I have not been posting lately, because the past week has been really challenging for me. Lately, I have been feeling very vulnerable in various dimensions. In new relationships and friendships, I can feel myself opening up. And in this blog too – I am sharing my voice with the world. And honestly, it is scary. It comes with so much self doubt; I think to myself – ‘why should anyone care what I have to say’?
The past few days, I have been feeling incredibly weak. It is only this morning, as I feel a calmness settle over me, that I am able to shift this perspective. Although vulnerability is uncomfortable, it is also freeing. It symbolizes that I am taking a risk, and putting myself out there.

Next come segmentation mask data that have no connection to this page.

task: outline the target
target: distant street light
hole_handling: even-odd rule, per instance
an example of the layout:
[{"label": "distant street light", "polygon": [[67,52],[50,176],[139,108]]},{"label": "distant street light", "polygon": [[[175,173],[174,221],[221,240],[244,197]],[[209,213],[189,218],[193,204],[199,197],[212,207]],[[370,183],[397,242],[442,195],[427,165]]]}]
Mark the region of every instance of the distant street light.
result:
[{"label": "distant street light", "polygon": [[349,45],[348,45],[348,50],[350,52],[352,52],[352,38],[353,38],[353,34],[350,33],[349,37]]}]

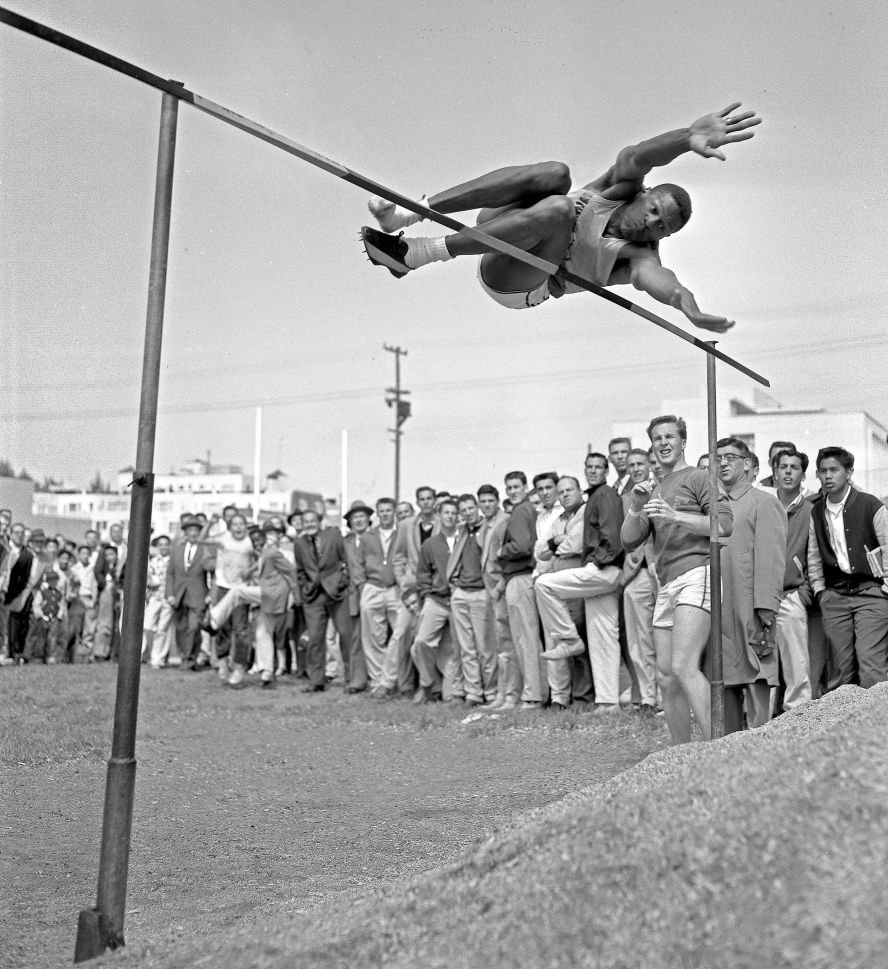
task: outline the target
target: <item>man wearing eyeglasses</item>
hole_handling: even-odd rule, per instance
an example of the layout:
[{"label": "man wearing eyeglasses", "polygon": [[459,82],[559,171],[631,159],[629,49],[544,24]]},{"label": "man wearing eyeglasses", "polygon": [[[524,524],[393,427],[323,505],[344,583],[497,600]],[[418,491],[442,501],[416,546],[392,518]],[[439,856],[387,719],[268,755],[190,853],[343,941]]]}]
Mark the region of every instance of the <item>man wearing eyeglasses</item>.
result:
[{"label": "man wearing eyeglasses", "polygon": [[749,448],[736,437],[717,447],[718,473],[734,530],[722,555],[722,663],[725,733],[760,727],[777,686],[776,618],[783,595],[787,519],[771,491],[752,486]]}]

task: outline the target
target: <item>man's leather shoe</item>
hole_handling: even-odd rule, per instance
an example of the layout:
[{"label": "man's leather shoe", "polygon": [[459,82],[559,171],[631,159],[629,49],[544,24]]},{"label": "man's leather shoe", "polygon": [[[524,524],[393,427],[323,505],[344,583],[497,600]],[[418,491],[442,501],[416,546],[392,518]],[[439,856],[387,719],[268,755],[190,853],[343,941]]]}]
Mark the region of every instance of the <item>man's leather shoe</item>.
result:
[{"label": "man's leather shoe", "polygon": [[349,686],[346,688],[346,693],[363,693],[367,689],[366,686]]},{"label": "man's leather shoe", "polygon": [[323,693],[327,687],[323,683],[312,683],[311,686],[303,686],[303,693]]}]

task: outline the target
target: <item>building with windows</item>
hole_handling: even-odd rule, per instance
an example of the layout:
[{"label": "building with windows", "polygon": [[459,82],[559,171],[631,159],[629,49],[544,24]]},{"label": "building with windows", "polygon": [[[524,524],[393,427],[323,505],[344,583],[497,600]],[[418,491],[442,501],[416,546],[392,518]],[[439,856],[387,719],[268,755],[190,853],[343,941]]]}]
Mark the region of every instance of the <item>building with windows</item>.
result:
[{"label": "building with windows", "polygon": [[[133,468],[121,469],[117,475],[117,491],[112,493],[34,492],[32,516],[72,519],[78,527],[88,521],[106,538],[115,522],[122,523],[124,529],[129,524],[132,476]],[[208,460],[196,459],[169,474],[155,476],[151,525],[155,535],[175,535],[182,515],[221,515],[227,505],[234,505],[250,521],[263,520],[269,515],[288,515],[296,508],[312,508],[322,519],[327,512],[322,494],[290,489],[283,471],[274,471],[266,477],[265,487],[259,494],[258,514],[254,502],[252,478],[241,467],[211,465]]]},{"label": "building with windows", "polygon": [[[688,464],[708,449],[706,397],[664,400],[658,414],[676,414],[688,424]],[[614,421],[613,436],[628,437],[633,445],[647,447],[649,414]],[[718,436],[737,437],[761,461],[761,476],[770,474],[768,448],[772,441],[792,441],[811,459],[807,484],[816,490],[814,460],[822,447],[838,445],[854,455],[854,482],[863,491],[888,498],[888,429],[866,411],[795,410],[752,384],[738,390],[721,390],[718,396]]]}]

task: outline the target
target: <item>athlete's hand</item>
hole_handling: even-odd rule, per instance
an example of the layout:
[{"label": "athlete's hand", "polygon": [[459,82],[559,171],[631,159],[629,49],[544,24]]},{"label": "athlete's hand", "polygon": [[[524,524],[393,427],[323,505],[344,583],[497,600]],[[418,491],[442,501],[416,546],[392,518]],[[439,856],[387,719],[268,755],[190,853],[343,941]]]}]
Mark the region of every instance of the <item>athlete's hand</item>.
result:
[{"label": "athlete's hand", "polygon": [[644,506],[648,518],[656,521],[672,522],[678,516],[678,512],[669,504],[665,498],[651,498]]},{"label": "athlete's hand", "polygon": [[630,492],[629,508],[635,512],[641,511],[653,490],[653,481],[639,481]]},{"label": "athlete's hand", "polygon": [[694,326],[699,326],[702,330],[711,330],[713,333],[726,333],[734,325],[733,320],[729,320],[724,316],[713,316],[711,313],[704,313],[697,306],[694,294],[684,286],[676,290],[672,305],[680,309]]},{"label": "athlete's hand", "polygon": [[725,161],[725,154],[718,149],[722,145],[730,145],[735,141],[748,141],[754,131],[747,131],[762,119],[755,111],[734,112],[740,107],[740,101],[729,104],[724,111],[717,114],[704,114],[690,127],[689,147],[704,158],[719,158]]},{"label": "athlete's hand", "polygon": [[713,333],[727,333],[734,326],[734,321],[726,319],[724,316],[711,316],[709,313],[686,313],[687,318],[699,326],[701,330],[711,330]]}]

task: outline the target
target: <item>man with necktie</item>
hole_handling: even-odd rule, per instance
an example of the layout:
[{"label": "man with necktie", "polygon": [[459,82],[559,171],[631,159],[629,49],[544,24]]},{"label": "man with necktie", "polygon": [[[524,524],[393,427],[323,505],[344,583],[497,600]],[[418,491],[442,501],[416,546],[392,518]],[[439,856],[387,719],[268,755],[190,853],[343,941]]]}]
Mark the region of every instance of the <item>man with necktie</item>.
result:
[{"label": "man with necktie", "polygon": [[166,576],[167,602],[173,607],[176,645],[182,656],[182,669],[196,670],[200,652],[201,620],[207,606],[206,552],[198,544],[200,522],[186,518],[182,522],[184,541],[176,542],[170,552]]},{"label": "man with necktie", "polygon": [[308,633],[305,665],[309,685],[303,688],[303,692],[321,693],[326,688],[324,666],[328,619],[333,620],[339,634],[339,649],[348,688],[352,685],[352,629],[348,613],[349,573],[345,543],[338,529],[320,527],[318,513],[313,509],[306,509],[302,513],[302,527],[302,534],[293,540],[293,552]]}]

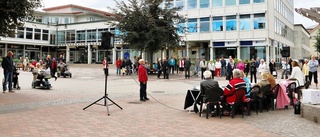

I am allowing myself to feel all emotions. By opening up, I am accepting the good with the bad. There will be dissapointment, and pain. However, there will also be joy, and excitement. This vulnerability is what allows human connection. Seeking control and perfection, especially in relationships, keeps walls up and disallows for an intimate connection with others.
The thesaurus states synonyms for vulnerable: “defenseless”, “unsafe”, “exposed”, “weak”. From my current perspective, it is not a sign of weakness, but a sign of strength. To be vulnerable is to allow yourself to be susceptible to all that life has to offer. By letting my guard down, I will be able to show resilience in the face of adversity, and gratitude in the face of good fortune.